Seafood is one of the most costly proteins on the market, and it's also one of the healthiest. Unfortunately, due to the limited availability of fish and the risks associated with wild fishing, the price of seafood is unlikely to decrease anytime soon. Generally speaking, fish located in coastal areas are cheaper than those found in inland regions. The reason why seafood is so expensive is due to the law of supply and demand.

Seafood is highly sought after around the world and obtaining ingredients from the sea is more difficult than growing them on land. Additionally, seafood is more prone to spoilage and transporting them inland can be challenging. The cost of fish is so high because there is a limit to the amount of wild fish that can be harvested in a given period of time, before fish stocks around the world deplete and more species become endangered. There are only a few types of fish that are suitable for commercial cultivation; most fish are caught in the sea.

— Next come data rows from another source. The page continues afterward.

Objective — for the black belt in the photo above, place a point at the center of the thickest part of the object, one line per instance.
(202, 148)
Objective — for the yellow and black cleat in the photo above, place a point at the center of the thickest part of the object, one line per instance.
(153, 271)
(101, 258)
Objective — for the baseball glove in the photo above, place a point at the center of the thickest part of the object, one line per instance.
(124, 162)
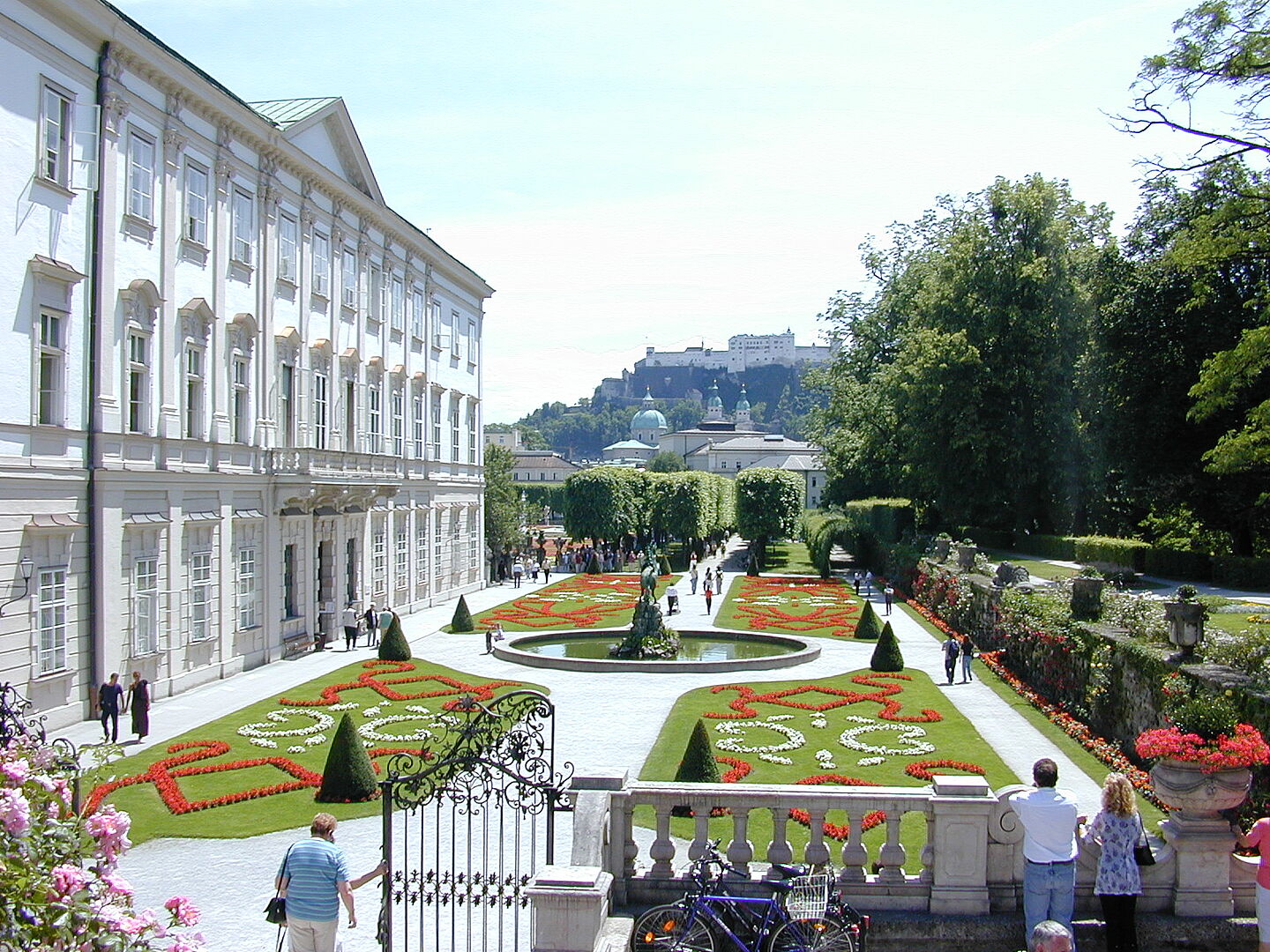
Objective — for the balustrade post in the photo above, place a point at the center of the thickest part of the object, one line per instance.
(961, 809)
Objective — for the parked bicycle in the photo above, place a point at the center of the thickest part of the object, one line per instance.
(804, 914)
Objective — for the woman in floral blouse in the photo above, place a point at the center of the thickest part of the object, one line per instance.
(1117, 828)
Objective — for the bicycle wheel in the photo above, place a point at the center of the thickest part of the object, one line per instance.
(666, 929)
(811, 936)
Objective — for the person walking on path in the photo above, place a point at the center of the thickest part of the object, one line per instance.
(1259, 838)
(349, 622)
(372, 626)
(1117, 885)
(314, 879)
(138, 703)
(952, 649)
(109, 695)
(1050, 820)
(967, 658)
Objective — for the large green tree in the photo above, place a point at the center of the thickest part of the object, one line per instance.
(768, 505)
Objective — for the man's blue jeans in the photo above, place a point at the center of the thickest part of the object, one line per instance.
(1050, 893)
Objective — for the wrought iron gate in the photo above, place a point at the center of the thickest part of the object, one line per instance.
(467, 825)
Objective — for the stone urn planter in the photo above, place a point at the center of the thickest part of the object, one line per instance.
(1195, 795)
(1185, 623)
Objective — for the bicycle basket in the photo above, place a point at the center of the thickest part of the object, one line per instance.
(808, 896)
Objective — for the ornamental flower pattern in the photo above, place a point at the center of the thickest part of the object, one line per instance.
(796, 605)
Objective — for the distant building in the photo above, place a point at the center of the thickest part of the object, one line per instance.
(744, 352)
(503, 438)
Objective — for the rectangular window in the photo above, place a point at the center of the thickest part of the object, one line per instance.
(398, 303)
(240, 419)
(51, 369)
(322, 264)
(398, 423)
(138, 383)
(244, 227)
(436, 426)
(418, 424)
(417, 314)
(245, 588)
(401, 556)
(55, 140)
(196, 204)
(348, 277)
(51, 619)
(288, 404)
(290, 597)
(351, 417)
(145, 606)
(375, 418)
(199, 596)
(453, 430)
(141, 175)
(322, 403)
(288, 250)
(380, 560)
(193, 392)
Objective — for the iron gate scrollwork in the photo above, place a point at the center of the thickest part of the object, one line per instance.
(467, 822)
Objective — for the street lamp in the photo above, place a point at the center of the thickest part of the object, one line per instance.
(26, 568)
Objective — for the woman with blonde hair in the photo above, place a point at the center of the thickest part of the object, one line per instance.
(1117, 828)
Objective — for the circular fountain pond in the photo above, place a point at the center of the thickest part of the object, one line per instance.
(698, 651)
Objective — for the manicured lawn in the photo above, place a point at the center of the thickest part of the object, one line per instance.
(758, 724)
(580, 600)
(243, 759)
(1082, 758)
(788, 557)
(785, 605)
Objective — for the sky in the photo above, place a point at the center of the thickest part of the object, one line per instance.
(675, 172)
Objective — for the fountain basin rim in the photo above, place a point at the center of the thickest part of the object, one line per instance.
(804, 651)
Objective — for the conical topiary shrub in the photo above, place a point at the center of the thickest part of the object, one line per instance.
(868, 628)
(462, 620)
(348, 776)
(886, 655)
(698, 764)
(392, 645)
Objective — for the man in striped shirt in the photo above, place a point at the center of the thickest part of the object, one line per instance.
(314, 877)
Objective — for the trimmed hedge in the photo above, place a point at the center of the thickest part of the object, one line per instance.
(1243, 573)
(1179, 564)
(1120, 553)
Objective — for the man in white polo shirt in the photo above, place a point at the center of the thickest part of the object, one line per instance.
(1050, 819)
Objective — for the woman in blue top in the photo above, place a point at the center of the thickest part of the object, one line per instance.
(1117, 828)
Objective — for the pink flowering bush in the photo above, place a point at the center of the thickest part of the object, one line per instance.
(57, 868)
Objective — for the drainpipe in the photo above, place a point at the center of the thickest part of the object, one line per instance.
(95, 583)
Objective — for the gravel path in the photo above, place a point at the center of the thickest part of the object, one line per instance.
(603, 723)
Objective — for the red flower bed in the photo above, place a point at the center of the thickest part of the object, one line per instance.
(840, 619)
(746, 697)
(557, 606)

These regulations dictate when certain types of fish can be fished, how much can be caught, and who can do the fishing. Fishing is also a hazardous job, driving up the price of certain types of fish that are difficult to catch. Another factor that contributes to the high cost of fish is that some types need to be cooked by experts to be safe for consumption. Furthermore, they may be heavily targeted by fishermen (or die accidentally when commercial fish are caught), leading to a drastic decline in population.

When buying any type of fish, it's important to read the labels to see where it comes from and if it's certified or not. For example, blue marlin, sailfish, and swordfish in the tropical Atlantic Ocean have become scarce due to industrialized fishing overfishing them mercilessly.